In January 2015, Eva Bearryman, Junior Communications Manager, EURORDIS, posted the following article about the codification of rare diseases. This is one of those issues where the worldwide PRP community willingly observes from afar. However, knowing how skin diseases are coded helps us understand where we fit in the rare skin disease puzzle.
Codification means a disease is assigned an individual code so that it can be easily recognised within a health information system. A health information system is a group of IT tools, databases and procedures related to patient cases and diseases and is used to make decisions to improve treatment, research, care and healthcare management. Codification allows healthcare professionals to store, aggregate and search for disease information in a faster and easier way.
The Benefits of Codification for Rare Disease Patients
The 2009 Council Recommendation on an Action in the Field of Rare Diseases refers to improved codification of rare diseases as a priority.
Effective codification can make it easier to identify and diagnose a patient’s disease. Effective codification of each individual rare disease can help to ensure that no rare disease, and as a result no rare disease patient, is lost within a healthcare system. The data retrieved through codification can also be used in much-needed rare disease clinical research and also for national healthcare services to better perform epidemiological studies and to better plan their services.
By coding a disease it also becomes easier to identify and track it throughout the reimbursement process, therefore aiding more effective reimbursement for patients. A uniform codification of rare diseases across Europe would also help cross-border healthcare management, which can be useful to rare disease patients who may travel to another EU Member State to get expert treatment.
There are several existing codification systems. Among them the most important are:
✽ The World Health Organisation’s International Classification of Diseases (ICD) came into use as a morbidity classification system in 1949. The current version (ICD10) is in use in most European countries since 1994. This system is under revision and the next version (ICD11) is expected to be released in 2017, while implementation of the system in Member States may come later than this. Nearly 500 rare diseases have a specific code in the ICD10.
✽ The Systematized Nomenclature of Medicine Clinical Terms (SNOMED CT) is run by the International Health Terminology Standards Development Organisation and is available in over 50 countries. It has been adopted as the standard terminology for the National Health Service in the UK and includes not only disease classification but also other medical terminology areas. Nearly 3000 rare diseases have a specific SNOMED CT code.
✽ Orphanet is the most comprehensive online database of rare diseases. The Orpha codes system is designed based on Orphanet data. For more information visit Orphadata.org. Each of the nearly 7000 rare diseases listed on the Orphanet website has an Orpha code, meaning a larger number than those rare diseases that have either an ICD or SNOMED CT code.
Collaboration between the organisations behind these three systems is continuously underway to ensure that they contain comparable data. The European Commission is also supporting the revision process of the ICD to ensure that more rare diseases will have a code in ICD11, possibly all of those already coded within Orphanet.

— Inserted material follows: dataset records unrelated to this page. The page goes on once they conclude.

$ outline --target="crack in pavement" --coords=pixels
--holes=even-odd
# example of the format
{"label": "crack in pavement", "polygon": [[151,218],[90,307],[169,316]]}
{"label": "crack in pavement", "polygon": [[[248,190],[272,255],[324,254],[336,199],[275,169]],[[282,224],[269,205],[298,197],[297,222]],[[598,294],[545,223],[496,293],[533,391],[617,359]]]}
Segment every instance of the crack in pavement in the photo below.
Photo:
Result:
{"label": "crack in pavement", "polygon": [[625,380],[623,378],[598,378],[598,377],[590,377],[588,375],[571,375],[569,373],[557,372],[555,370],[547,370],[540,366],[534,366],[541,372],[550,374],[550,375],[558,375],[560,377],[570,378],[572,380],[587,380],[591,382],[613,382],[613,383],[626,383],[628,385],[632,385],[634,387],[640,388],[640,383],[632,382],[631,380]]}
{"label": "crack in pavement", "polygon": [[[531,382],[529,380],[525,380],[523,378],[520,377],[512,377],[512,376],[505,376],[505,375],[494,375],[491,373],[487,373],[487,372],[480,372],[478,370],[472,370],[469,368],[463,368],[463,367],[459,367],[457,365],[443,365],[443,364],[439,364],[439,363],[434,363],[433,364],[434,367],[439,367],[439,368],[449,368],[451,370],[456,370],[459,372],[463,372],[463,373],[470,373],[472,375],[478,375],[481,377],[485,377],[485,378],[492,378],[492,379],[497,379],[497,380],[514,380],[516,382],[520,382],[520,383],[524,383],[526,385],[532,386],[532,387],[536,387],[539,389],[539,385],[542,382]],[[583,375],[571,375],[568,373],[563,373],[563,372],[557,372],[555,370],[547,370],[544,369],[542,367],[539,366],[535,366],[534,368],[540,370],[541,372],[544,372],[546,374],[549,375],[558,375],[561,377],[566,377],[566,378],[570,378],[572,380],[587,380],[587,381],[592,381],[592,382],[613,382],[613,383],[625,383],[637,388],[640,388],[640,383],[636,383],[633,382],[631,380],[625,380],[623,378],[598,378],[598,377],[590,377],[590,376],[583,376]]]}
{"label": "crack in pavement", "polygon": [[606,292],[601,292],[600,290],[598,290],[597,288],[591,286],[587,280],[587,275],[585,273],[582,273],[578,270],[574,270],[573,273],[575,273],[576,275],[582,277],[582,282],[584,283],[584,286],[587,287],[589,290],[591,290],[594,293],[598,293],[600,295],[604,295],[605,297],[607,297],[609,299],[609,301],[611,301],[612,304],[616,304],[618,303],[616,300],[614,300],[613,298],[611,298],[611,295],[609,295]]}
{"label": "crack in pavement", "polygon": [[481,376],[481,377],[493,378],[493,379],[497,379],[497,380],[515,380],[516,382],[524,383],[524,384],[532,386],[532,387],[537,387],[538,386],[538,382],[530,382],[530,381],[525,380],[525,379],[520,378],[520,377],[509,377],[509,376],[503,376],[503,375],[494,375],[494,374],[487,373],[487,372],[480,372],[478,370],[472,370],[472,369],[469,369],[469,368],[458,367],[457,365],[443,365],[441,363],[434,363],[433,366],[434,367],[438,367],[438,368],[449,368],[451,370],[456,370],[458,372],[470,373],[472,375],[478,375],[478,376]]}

In November 2014 a Recommendation on Ways to Improve Codification for Rare Disease in Health Information Systems was adopted by the EU Commission Expert Group on Rare Diseases. The document includes a recommendation to further promote Orpha codes within the development of ICD11 ‘in order to allow a seamless transition of rare disease classification from Orpha codes to ICD11 when the latter is released’. The Expert Group recommends that Member States implement the Orpha codes system and that codification of rare diseases be addressed within Member State rare disease national plans.

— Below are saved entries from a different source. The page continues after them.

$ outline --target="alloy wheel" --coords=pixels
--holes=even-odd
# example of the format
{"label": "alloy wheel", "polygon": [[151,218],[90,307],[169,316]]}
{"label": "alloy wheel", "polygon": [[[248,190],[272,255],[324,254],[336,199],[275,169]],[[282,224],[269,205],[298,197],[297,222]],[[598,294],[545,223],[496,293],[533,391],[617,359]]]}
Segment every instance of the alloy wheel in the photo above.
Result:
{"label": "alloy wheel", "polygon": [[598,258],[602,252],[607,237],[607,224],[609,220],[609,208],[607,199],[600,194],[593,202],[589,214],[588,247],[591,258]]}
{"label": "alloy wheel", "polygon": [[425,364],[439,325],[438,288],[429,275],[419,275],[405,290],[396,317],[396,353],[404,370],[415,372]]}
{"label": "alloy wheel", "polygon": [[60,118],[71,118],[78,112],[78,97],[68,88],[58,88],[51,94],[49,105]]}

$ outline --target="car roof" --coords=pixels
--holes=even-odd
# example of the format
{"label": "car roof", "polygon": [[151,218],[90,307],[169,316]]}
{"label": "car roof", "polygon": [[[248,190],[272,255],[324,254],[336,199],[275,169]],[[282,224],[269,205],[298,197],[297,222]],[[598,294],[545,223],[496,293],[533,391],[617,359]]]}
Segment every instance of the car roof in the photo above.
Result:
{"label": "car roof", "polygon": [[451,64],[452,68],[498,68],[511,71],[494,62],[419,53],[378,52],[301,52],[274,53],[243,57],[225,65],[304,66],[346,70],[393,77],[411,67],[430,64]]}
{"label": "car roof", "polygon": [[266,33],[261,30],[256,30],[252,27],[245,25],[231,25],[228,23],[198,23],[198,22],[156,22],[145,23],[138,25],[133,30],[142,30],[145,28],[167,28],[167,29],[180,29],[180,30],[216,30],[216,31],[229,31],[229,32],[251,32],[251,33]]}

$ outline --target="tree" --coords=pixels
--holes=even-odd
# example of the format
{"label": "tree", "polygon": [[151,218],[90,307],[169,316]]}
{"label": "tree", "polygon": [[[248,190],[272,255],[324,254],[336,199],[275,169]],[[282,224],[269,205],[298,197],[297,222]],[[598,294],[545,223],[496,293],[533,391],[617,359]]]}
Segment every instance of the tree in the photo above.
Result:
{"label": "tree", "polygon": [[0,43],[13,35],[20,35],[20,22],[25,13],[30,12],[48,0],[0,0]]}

Member States should consider adding Orpha codes to their health information systems. It is important for patient advocates to encourage the use of the Orpha codes system as these codes are part of Orphanet, which is, as previously mentioned, the most comprehensive database of rare diseases.
Next steps in the implementation of the Recommendation would see Member States set up a working group in order to define optimal strategy on how to tackle the challenge of integrating Orpha codes into each country’s health information system.
It is also important that the coders be offered an IT tool that helps them enter data as accurately as possible so as to ensure successful adoption of Orpha codes. The same tool would allow any healthcare professional, regardless of their specialisation, level of skill or knowledge of rare diseases, to efficiently “navigate” through the Orpha codes system, allowing them to learn how to identify the correct Orpha code for a disease.
France and Germany have already developed tools suited to their own needs; the French Rare Diseases Data Bank (BNDMR) has developed the web-based LORD (Linking Open Rare Diseases Data) application while DIMDI, the German Institute of Medical Documentation, is in the process of developing an integrated solution to align the Orpha codes with ICD10 GM, the German adaptation of ICD10. Other Member States could build on these early experiences to develop their own solutions. The development of a single tool throughout the EU could be an ideal solution but would require a lot of effort to maintain the system across all languages.